Prove the number of vertices of degree 1 in an tree must be greater than or equal to the maximum degree in the tree.
-My professor stated this as a fact in class, and said that we could find the accompanying proof online. I've tried to find it but was unsuccessful, I was wondering if anyone knows where I could find it or even how to do the proof itself, so that I could better understand why this fact is true.
Let $T$ be a tree, and let $v$ be a vertex of $T$ of maximal degree; say $\deg v=n$. Let the $n$ vertices adjacent to $v$ be $v_1,\ldots,v_n$. Remove $v$ from $T$; $T-v$ has $n$ components, say $T_1,\ldots,T_n$, where $T_k$ contains the vertex $v_k$ for $k=1,\ldots,n$. Each of those components is a tree, so it has at least two vertices of degree $1$; that means that $T_k$ has a vertex $u_k\ne v_k$ whose degree in $T_k$ is $1$. But $\deg_{T_k}w=\deg_Tw$ for every vertex of $T_k$ except $v_k$, so $\deg_Tu_k=1$. Thus, the vertices $u_1,\ldots,u_n$ are $n$ vertices of $T$ of degree $1$.

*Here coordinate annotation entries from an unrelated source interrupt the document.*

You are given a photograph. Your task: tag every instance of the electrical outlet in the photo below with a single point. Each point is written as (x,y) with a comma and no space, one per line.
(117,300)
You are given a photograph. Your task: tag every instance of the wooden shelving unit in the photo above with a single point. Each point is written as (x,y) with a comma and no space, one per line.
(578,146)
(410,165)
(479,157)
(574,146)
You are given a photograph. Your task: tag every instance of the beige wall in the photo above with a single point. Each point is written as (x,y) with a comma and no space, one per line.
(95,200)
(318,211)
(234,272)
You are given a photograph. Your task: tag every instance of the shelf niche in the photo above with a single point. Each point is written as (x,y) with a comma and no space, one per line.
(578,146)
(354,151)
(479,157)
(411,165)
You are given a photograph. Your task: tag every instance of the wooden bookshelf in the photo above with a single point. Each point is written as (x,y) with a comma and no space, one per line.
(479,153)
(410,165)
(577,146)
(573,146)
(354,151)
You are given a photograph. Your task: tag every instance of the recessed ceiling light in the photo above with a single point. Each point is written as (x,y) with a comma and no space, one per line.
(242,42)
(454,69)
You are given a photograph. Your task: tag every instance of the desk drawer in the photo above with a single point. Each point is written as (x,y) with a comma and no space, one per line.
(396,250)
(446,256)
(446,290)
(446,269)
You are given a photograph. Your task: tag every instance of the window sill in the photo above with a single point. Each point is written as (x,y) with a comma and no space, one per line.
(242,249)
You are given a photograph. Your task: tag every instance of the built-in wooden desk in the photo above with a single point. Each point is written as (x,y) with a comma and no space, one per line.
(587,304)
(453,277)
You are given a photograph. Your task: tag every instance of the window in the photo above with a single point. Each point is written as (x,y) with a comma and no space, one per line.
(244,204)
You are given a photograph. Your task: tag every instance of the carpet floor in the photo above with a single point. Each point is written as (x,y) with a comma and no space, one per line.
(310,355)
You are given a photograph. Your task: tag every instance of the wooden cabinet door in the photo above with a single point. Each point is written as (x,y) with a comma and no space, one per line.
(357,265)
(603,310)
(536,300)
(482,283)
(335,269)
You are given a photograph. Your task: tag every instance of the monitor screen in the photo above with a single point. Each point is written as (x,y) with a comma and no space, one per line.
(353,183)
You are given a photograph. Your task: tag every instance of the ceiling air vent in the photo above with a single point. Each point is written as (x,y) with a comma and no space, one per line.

Take a spanning tree for the tree. Contract all edges that join two vertices of degree > 1 to a single point, resulting in one 'main' vertex and a whole lot of edges sticking out from it to all the verts of degree 1.
That main vertex must have degree at least as large* as the greatest degree of any node in the original tree, but in the reduced tree, its degree is exactly the sum of the degrees of the degree-1 vertices.